In the hostile atmosphere of guerrilla warfare, plans were afoot to solve the Irish crisis: Parliament passed the Government of Ireland act, 1920, which allowed for a double Home Rule situation. The six counties in the North-East, with a Unionist majority, would be governed by a parliament sitting in Belfast and called Northern Ireland, while the remaining 26 counties would be governed from Dublin and called Southern Ireland. Such a partition was an inelegant solution and not many people’s first choice: but it would have kept the whole of Ireland within the UK, and allay Unionist fears (justified or otherwise) that they might be discriminated against by a Dublin administration. Southern Ireland never took off, in part due to the war, and in part due to only 4 members of parliament taking seats in its only election: the remaining elected MPs (all Sinn Fein) formed the second Dáil.

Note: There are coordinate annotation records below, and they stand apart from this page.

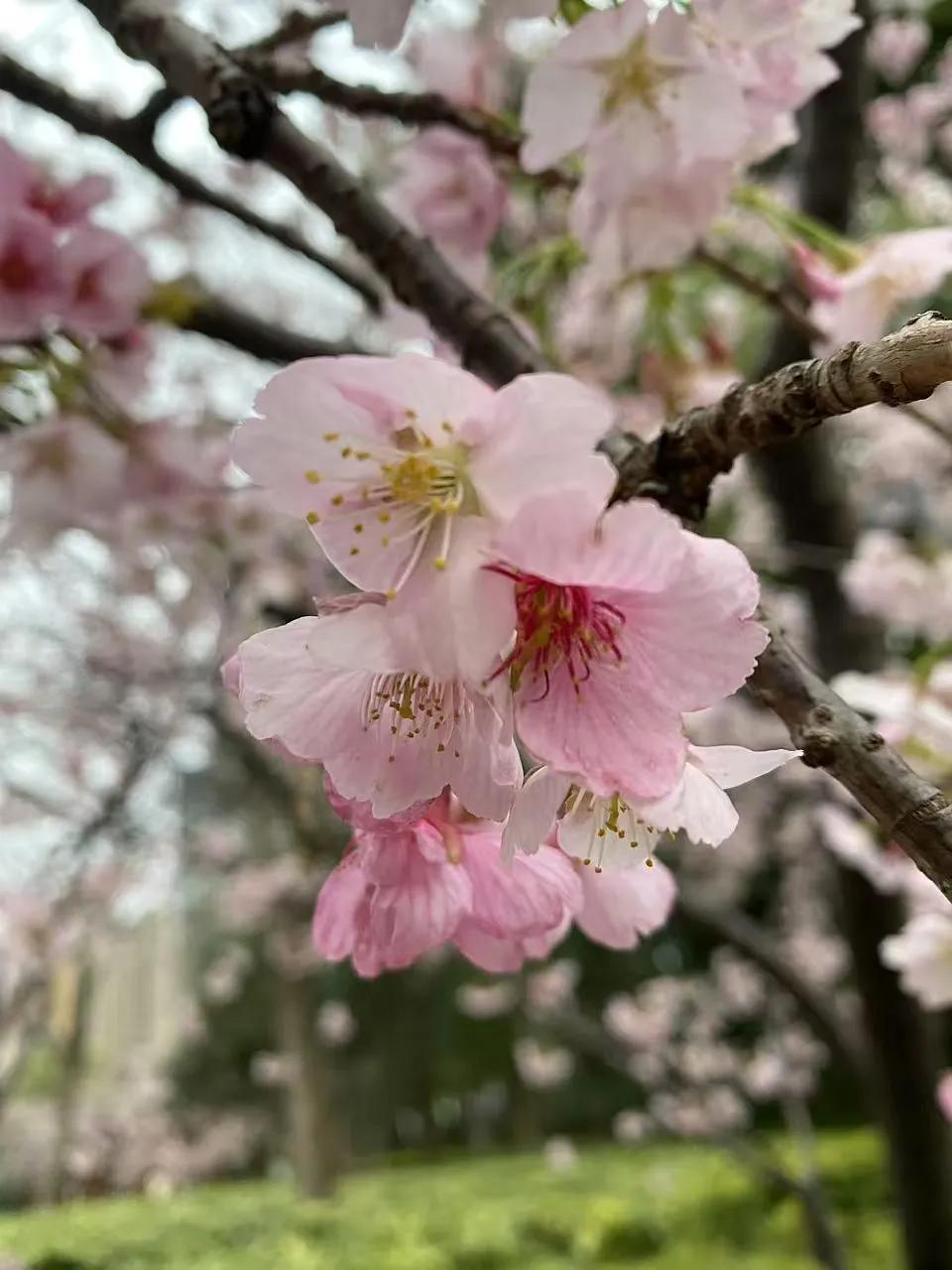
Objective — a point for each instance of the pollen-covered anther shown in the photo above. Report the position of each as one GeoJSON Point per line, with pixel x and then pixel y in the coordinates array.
{"type": "Point", "coordinates": [558, 626]}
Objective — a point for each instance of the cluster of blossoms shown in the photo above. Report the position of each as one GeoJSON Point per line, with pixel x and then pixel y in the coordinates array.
{"type": "Point", "coordinates": [499, 594]}
{"type": "Point", "coordinates": [670, 109]}
{"type": "Point", "coordinates": [58, 268]}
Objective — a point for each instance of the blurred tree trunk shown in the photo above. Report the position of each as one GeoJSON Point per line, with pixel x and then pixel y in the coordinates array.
{"type": "Point", "coordinates": [71, 1044]}
{"type": "Point", "coordinates": [806, 486]}
{"type": "Point", "coordinates": [313, 1130]}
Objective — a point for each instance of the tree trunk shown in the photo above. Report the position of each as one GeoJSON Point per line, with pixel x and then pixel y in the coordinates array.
{"type": "Point", "coordinates": [806, 489]}
{"type": "Point", "coordinates": [312, 1128]}
{"type": "Point", "coordinates": [72, 1056]}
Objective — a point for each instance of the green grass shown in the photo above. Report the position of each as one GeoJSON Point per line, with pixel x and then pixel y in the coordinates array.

So, in 1922, the Anglo-Irish treaty was signed. This essentially allowed what was Southern Ireland to become independent, as the Irish Free State, though still under the British Crown (similar to Australia or Canada today). Northern Ireland was given the opportunity to opt out and remain in the UK and they did so as soon as they possibly could, and so the modern borders were born.

Many Irish did not take to the treaty, seeing the partition and retention of the monarchy as a betrayal of Ireland, and predictably, an armed struggling took place (the Irish civil war) which the pro-treaty side won. Partition caused particular strife in County Donegal in the North-West, which took a major economic hit when an international border suddenly appeared between it and the largest city and major port in the region (Derry-Londonderry). Even up to the 80s the roads there were in a shocking state of disrepair.

In 1937, a new constitution in the Free State effectively transformed it into a Republic, with a President ratifying laws instead of the King, though this was not officially formalised until 1948. The constitution still claimed jurisdiction over Northern Ireland, a state of affairs that changed in 1998 with the Good Friday Agreement.

For its part, the Parliament of Northern Ireland continued in buildings a stone’s throw from my old school until 1973 , shortly after the start of the Troubles. It was dominated by Unionists its whole term, and abolished when it refused to return power over law and order to the UK government following Bloody Sunday. Northern Ireland remained governed by the UK until the Good Friday Agreement was signed in 1998, when it would be governed by a mandatory coalition of Unionists and Nationalists with an elected Assembly- this arrangement lasted until 2003 when it was suspended due to suspicions of an IRA spy ring. The charges brought were dropped, but the suspension carried on until the St Andrew’s agreement in 2006. The Assembly was restored following elections in March the following year.

And that is where we find ourselves today.

In the book of Daniel, God shows the prophet several visions which shows that He is watching over history and that he, ultimately, is in charge. He saw empires, rulers, and the difficulty the people of God would face, but ultimately he sees a message of hope, of a Son of Man and an Ancient of Days, and an inheritance that would not fade. The people of God in Ireland have the same promise, and though we do not understand everything, we know that God is behind all things.

Then I said, “O my lord, what shall be the outcome of these things?” He said, “Go your way, Daniel, for the words are shut up and sealed until the time of the end. Many shall purify themselves and make themselves white and be refined, but the wicked shall act wickedly. And none of the wicked shall understand, but those who are wise shall understand. […] But go your way till the end. And you shall rest and shall stand in your allotted place at the end of the days.”